The infusion of fund should be followed by structural reforms
- Such fund infusion should be accompanied by organisational restructuring and reforms.
- ICAR has too many institutes focusing on single crops (from soyabean and cotton to grapes, litchi, pomegranate and mushroom) and even animals (camel, pig, yak, etc).
- Farmers don’t grow wheat, mustard or chana in isolation; they plant these after harvesting rice, soyabean or maize.
- What’s required is a cropping systems-based research approach tailored to varied agro-climatic zones and, perhaps, more IARIs bringing together specialists across multiple disciplines.
- All these institutions should also have autonomy in hiring the best and raising resources, whether through public-private partnerships and sponsored research or charging royalty on seeds and other technologies.
Todays’ challenges of agriculture are different from that of green revolution period
- Then, it was about producing more crop from more inputs.

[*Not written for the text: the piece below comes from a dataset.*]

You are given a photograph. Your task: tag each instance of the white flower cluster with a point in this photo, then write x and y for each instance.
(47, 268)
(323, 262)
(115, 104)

- Now, it’s about more output from less nutrients, water and labour, while simultaneously coping with climate change and extreme weather events.
Conclusion: The first budget of this government’s third term would be an apt occasion to bring agricultural research — both in the public and private sector — back to centre stage. This also means providing greater intellectual property protection for breeders and technology developers. The lack of an enabling environment there is already showing in India’s falling cotton and stagnant oilseeds production. That needs to be reversed.